In the UK, the All Party Parliamentary Internet Group (APPIG) has recently released its report on Digital Rights Management. It contained strong and welcome recommendations in relation to DRM, some of which are succintly listed on Boing Boing.
In addition to DRM, the inquiry also considered CC licensing; specifically, one of the issues for comment was:
“Whether new types of content sharing license (such as Creative Commons or Copyleft) need legislation changes to be effective.”
The report explained that it had asked this question because it was “aware that these had taken some effort to craft so as to fit within the
UKs legal framework and wished to know if any changes would be of assistance.”
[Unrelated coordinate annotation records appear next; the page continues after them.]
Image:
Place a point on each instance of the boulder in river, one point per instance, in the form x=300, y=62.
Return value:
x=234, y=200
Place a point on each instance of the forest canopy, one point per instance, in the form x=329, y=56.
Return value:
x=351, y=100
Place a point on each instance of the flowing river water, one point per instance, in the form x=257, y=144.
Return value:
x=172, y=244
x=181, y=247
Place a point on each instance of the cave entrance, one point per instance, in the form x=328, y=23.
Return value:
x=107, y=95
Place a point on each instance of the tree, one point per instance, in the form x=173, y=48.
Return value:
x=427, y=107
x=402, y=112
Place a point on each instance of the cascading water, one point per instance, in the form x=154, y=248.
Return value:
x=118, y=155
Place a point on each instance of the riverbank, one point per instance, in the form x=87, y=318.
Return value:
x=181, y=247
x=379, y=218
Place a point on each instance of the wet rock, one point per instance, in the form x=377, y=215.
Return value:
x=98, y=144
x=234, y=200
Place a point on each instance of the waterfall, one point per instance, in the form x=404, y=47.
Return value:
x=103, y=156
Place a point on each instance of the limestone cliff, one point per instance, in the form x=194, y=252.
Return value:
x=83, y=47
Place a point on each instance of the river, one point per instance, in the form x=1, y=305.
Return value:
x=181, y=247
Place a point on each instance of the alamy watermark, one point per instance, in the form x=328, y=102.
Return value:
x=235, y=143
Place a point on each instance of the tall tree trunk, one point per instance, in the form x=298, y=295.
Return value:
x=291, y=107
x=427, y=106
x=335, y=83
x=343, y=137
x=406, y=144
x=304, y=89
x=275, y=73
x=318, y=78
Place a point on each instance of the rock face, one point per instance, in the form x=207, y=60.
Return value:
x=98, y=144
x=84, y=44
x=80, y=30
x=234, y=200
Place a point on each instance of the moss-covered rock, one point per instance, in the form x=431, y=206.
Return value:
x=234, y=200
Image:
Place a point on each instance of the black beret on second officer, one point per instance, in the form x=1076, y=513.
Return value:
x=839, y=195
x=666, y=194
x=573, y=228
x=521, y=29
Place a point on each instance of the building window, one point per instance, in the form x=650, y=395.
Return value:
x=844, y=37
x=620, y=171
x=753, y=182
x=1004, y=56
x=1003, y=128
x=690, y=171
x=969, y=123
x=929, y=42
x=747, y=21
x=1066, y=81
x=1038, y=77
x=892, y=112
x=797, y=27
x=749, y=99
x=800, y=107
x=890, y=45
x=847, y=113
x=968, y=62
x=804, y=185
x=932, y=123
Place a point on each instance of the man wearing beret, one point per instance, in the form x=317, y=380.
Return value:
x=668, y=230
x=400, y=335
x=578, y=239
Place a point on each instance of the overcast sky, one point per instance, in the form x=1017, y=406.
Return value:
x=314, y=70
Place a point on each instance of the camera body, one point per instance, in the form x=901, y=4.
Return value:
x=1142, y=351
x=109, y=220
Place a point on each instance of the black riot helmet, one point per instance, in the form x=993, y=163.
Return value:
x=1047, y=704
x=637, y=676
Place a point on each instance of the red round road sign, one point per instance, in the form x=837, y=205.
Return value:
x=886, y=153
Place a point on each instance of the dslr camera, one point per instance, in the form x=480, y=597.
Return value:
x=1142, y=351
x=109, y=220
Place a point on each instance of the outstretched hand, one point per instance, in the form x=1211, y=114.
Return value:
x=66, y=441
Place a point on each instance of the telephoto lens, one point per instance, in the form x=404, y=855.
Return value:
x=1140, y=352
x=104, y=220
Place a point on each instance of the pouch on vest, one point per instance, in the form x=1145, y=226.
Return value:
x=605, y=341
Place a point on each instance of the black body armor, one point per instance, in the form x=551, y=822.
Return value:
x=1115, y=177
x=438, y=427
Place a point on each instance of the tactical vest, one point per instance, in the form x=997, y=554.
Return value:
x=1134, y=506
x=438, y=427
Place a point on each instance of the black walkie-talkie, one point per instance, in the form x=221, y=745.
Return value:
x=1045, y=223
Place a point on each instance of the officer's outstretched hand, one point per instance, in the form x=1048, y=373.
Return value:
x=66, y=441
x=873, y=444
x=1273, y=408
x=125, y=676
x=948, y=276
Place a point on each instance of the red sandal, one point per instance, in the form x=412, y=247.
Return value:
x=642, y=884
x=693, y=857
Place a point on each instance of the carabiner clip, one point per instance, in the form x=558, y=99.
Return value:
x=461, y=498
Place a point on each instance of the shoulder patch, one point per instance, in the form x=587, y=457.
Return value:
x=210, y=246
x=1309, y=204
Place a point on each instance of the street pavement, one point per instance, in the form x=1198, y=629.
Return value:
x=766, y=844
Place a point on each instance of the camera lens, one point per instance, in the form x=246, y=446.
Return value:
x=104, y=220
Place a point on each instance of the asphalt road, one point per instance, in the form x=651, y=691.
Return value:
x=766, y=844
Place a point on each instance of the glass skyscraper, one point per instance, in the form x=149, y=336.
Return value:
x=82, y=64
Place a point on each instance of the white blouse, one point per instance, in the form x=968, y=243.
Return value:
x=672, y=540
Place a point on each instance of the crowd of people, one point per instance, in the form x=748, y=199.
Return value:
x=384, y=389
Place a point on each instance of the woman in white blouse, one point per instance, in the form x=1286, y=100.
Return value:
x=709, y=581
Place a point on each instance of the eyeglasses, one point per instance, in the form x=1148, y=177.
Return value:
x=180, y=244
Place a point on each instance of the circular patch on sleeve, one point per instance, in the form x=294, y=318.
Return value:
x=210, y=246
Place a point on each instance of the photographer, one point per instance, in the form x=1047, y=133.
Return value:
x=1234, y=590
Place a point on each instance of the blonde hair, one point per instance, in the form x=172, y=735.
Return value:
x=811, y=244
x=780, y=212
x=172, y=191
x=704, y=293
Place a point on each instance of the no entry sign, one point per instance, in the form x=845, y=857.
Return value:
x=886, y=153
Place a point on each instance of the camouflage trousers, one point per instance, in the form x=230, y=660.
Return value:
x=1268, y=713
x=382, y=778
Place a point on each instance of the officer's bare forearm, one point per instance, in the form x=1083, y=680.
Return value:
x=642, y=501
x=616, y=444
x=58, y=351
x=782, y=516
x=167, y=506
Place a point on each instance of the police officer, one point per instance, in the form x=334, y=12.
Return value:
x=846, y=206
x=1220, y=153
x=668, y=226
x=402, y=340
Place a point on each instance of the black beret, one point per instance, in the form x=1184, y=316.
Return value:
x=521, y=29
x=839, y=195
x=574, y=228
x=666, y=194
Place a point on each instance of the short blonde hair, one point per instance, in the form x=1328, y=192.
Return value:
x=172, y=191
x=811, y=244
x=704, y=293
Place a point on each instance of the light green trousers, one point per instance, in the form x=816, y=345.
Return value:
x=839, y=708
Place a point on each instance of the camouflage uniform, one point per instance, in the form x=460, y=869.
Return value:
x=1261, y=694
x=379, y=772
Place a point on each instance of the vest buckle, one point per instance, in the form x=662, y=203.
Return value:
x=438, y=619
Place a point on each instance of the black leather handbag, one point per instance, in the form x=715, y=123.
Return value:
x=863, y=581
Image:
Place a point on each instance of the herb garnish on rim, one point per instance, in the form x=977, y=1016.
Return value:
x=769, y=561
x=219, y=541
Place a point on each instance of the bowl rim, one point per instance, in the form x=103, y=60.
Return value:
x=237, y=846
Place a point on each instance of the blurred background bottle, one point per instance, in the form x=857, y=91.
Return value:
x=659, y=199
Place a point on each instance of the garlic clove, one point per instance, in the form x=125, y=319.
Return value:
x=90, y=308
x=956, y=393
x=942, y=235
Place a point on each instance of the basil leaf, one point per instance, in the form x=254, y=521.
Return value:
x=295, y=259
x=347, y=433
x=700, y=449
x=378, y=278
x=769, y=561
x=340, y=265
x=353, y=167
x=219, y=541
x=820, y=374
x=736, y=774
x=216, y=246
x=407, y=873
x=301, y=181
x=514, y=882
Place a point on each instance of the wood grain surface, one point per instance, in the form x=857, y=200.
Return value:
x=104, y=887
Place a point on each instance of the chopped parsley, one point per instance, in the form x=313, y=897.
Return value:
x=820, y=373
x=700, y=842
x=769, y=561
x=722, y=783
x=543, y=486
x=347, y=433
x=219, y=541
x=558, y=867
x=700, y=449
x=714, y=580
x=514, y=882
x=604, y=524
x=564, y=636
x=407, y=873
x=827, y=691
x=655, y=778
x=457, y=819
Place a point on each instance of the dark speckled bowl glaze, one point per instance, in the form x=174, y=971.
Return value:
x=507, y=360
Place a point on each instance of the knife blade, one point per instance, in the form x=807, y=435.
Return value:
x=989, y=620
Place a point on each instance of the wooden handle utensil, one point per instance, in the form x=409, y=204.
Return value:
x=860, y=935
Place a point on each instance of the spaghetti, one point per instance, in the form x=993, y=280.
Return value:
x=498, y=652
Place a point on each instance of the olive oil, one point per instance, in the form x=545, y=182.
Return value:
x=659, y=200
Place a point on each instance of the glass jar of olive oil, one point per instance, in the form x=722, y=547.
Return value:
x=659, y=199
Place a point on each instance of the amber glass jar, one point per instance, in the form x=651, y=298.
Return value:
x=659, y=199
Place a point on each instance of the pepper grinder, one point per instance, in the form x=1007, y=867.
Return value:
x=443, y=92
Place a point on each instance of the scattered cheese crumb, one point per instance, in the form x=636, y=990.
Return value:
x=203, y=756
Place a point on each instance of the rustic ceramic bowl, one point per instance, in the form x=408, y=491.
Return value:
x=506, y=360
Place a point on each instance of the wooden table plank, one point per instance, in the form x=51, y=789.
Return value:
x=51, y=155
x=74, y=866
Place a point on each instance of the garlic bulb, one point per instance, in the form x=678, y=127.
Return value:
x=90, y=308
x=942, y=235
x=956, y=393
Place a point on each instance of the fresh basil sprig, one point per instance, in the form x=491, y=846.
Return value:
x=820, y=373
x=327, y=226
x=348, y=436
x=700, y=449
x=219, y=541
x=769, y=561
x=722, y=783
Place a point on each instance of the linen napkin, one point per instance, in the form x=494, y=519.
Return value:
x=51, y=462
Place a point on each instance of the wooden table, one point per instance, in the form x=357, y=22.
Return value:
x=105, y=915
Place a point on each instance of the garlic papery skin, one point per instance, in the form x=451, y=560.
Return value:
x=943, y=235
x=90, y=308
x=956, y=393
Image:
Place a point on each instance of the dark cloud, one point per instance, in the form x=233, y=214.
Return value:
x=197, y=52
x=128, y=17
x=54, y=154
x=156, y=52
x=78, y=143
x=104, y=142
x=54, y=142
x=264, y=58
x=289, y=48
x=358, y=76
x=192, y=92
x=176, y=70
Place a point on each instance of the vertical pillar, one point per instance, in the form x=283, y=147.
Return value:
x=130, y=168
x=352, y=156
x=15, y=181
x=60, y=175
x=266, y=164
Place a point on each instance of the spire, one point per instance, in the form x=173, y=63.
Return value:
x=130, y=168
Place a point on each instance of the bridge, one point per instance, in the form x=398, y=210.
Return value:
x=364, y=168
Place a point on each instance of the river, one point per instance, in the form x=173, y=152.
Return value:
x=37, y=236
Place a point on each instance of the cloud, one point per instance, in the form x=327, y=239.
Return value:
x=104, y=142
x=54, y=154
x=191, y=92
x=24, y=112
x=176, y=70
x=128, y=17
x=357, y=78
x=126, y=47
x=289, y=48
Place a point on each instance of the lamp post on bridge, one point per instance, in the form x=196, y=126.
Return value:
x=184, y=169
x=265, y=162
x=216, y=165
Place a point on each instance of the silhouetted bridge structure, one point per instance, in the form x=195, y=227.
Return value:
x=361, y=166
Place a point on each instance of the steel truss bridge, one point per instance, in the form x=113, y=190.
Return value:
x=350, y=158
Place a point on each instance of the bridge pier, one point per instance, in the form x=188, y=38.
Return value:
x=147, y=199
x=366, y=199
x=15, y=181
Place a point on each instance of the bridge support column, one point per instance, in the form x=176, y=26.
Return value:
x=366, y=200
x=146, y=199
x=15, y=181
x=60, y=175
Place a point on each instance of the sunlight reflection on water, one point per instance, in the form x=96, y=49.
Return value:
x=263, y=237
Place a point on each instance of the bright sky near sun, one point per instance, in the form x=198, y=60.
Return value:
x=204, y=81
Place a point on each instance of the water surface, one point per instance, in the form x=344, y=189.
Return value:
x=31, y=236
About the various submissions received on the issue of CC, the report concludes that “[e]veryone who commented told us that the licenses were solidly based on existing legislation, and that no changes were necessary.” Which is a relief and a testament to the hard work of the legal projects who adapt the licenses for varying jurisdictions around the world, and in particular in the UK England & Wales and Scotland.
Interestingly, the report continued that:
“Several of the rights-holders were rather negative about these licenses, suggesting that the creators and performers did not always understand what they were giving away forever and how it could affect an artists ability to enter into an exclusive license at a later stage in their career.”
These arguments are ones CC often encounters in discussions with different creator groups. However, it appears that these argument held little sway with the APPIG. It’s response:
“Although artists should naturally consider these matters, we suspect that these licenses are clearer than many media industry contracts. Also, should it become commonplace for bands to use Creative Commons licenses at an early stage of their career, then as they become successful and sign with a record company, the industry approach to exclusivity will doubtless be tempered by the new reality.”